Fee comparisons between gold tokens and gold ETFs are tricky, however.
In a gold ETF, a fee is built into the market price of the fund, calculated as a gradual depreciation of an ETF share’s entitlement to gold over time.
But token issuers have no standard way of charging.
PAX Gold, for example, has no management or custody fee but charges a transaction fee within its proprietary digital wallet. This is charged on a sliding scale of up to 1 percent whenever the token is converted or redeemed for other currencies.
Another token issuer, CoinShares, charges a 1 percent annual management fee for its DGLD token. It also levies a transaction fee, plus a redemption fee for anyone wanting to take physical delivery of the precious metal.
But according to CoinShares’ chairman, despite his firm’s higher headline fee, the token structure is inherently more efficient than an ETF.
“Our marginal cost of production for DGLD—even though we price it at 100 basis points a year, while a decent gold ETF costs 40 basis points—is close to zero,” Masters told New Money Review.
“We’re not competing on price with gold ETFs yet, because we don’t think there are enough access points or distribution. When institutions become comfortable with DGLD and can trade it on multiple exchanges with multiple custody solutions, then we will have a serious institutional push. If we need to compete on price, we can.”
“Some of our potential clients, who are serious holders of gold ETFs, are interested in the DGLD project because they think 25 percent of the gold in the world will end up being tokenised,” Masters said.
Wholesale gold market seeks blockchain
While retail gold tokens are in their infancy, it’s the wholesale market that may prove the catalyst for digitisation of the precious metal.
“I think the impetus for putting gold on the blockchain will come from the settlement and clearing community,” Ross Norman, founder and former CEO of bullion dealer Sharps Pixley, told New Money Review.
Norman said that many London bullion dealers are already using a technology platform run by token issuer Paxos to speed up post-trade processes.
“Settling a gold transaction on the blockchain is near-instant,” Norman said, “while in the traditional bullion market gold normally settles two days after a transaction is agreed.”
“It’s a far more effective and efficient way of settling trades”
Paxos declined to talk on the record about its initiative.
However, a source with knowledge of the situation said that the firm is looking at ways it can use PAX gold and other digital tokens to effect settlement in the wholesale markets.
Paxos, said the source, already offers dealers a service that automates the trade confirmations, the settlement affirmations and the transfer instructions in gold.
And, according to the source, a pilot platform run by Paxos is now also trying to address lack of in-built delivery versus payment (DvP) in gold.
While DvP is standard in the markets for shares and bonds, where central counterparties ensure that payment and ownership transfer are simultaneous, this type of settlement doesn’t exist in the gold market, which operates on a bilateral basis.

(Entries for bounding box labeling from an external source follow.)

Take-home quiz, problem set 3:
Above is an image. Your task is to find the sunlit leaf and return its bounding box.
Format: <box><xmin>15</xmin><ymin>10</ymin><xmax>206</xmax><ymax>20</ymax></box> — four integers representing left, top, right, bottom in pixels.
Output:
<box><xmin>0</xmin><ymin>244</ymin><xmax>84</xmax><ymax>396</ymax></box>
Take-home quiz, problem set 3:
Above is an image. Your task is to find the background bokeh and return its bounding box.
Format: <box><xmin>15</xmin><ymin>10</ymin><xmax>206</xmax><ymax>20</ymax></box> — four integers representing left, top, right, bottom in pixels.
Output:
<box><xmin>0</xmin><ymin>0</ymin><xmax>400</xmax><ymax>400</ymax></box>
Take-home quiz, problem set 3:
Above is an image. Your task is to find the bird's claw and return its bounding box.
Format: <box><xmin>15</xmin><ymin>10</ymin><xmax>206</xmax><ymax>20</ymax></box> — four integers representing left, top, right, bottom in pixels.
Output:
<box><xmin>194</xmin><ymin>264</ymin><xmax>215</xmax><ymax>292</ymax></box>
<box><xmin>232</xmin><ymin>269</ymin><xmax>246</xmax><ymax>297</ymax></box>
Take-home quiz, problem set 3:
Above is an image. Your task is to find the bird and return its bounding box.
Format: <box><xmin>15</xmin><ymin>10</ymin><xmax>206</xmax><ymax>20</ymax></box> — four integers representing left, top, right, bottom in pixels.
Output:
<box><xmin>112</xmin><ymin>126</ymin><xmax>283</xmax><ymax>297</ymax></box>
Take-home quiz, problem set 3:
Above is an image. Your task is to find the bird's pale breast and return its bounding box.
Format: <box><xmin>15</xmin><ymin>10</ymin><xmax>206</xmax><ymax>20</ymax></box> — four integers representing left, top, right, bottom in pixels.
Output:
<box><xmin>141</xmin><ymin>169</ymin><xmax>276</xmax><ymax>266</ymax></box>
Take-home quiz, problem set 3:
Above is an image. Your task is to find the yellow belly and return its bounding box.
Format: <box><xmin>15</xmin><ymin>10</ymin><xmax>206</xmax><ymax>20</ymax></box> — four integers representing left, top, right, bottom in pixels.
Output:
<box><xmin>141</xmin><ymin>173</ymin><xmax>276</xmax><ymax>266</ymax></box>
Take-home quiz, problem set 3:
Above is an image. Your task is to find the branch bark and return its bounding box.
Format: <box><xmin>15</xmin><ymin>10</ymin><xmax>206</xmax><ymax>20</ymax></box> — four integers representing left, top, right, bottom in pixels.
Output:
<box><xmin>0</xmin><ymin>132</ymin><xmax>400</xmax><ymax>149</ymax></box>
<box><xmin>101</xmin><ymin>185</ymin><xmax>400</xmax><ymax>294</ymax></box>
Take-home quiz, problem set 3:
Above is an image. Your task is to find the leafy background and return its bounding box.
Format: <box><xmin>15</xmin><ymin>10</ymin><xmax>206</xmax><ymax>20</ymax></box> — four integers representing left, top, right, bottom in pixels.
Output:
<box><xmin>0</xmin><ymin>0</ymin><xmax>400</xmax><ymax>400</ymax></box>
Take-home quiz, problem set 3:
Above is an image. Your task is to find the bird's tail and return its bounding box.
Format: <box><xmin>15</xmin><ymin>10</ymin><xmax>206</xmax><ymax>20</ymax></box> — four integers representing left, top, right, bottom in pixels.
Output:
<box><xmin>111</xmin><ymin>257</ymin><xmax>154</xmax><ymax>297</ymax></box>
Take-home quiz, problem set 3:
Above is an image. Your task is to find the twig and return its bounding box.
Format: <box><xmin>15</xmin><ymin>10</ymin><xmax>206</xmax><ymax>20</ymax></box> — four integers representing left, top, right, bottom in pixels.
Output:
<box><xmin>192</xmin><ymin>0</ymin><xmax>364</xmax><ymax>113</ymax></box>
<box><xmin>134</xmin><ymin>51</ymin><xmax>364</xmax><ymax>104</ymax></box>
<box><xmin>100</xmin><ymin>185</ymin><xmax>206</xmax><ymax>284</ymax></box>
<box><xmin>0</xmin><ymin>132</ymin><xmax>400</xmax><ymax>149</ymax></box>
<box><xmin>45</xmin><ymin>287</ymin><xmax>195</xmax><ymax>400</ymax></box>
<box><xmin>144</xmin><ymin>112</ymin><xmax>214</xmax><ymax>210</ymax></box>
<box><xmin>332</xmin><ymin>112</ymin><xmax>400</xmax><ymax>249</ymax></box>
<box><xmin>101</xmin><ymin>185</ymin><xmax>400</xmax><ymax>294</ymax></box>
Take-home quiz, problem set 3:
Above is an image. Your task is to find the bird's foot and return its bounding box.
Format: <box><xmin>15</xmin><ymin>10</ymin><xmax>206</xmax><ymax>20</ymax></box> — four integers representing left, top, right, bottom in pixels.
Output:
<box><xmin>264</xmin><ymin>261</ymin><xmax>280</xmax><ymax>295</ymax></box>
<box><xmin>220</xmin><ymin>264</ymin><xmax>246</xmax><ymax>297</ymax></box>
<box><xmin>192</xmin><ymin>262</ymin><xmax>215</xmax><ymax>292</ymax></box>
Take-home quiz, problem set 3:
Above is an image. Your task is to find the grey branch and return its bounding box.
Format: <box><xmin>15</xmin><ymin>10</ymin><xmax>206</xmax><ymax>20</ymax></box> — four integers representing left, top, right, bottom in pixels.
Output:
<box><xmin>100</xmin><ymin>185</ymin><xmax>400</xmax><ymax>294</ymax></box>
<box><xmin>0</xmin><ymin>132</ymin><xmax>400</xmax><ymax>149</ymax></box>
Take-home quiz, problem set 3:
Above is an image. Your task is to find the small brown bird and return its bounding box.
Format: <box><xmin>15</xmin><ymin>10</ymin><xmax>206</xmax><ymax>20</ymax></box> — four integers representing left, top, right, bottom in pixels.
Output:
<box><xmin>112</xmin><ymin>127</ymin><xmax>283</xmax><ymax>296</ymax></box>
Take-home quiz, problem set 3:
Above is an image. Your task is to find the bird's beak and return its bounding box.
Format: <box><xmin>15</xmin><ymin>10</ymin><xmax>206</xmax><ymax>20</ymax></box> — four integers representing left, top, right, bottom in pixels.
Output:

The lack of DvP in gold trading means that if one dealer pays another before being assured of possession of the purchased metal, they could incur a large risk exposure.
The problem is exacerbated by timing differences, said the source: precious metal settlement typically happens at around 4pm UK time, but the dollar leg of a transaction doesn’t settle until the end of the day in New York, creating a gap of several hours during which counterparties have risk exposure to each other.
According to Sharp Pixley’s founder, there are many other potential benefits to digitising wholesale gold transactions.
“On the blockchain, you can also embed smart contracts, for example specifying that the funds are there before you release metal, that you can’t double-count, and so on. It’s a far more effective and efficient way of settling trades,” Ross Norman told New Money Review.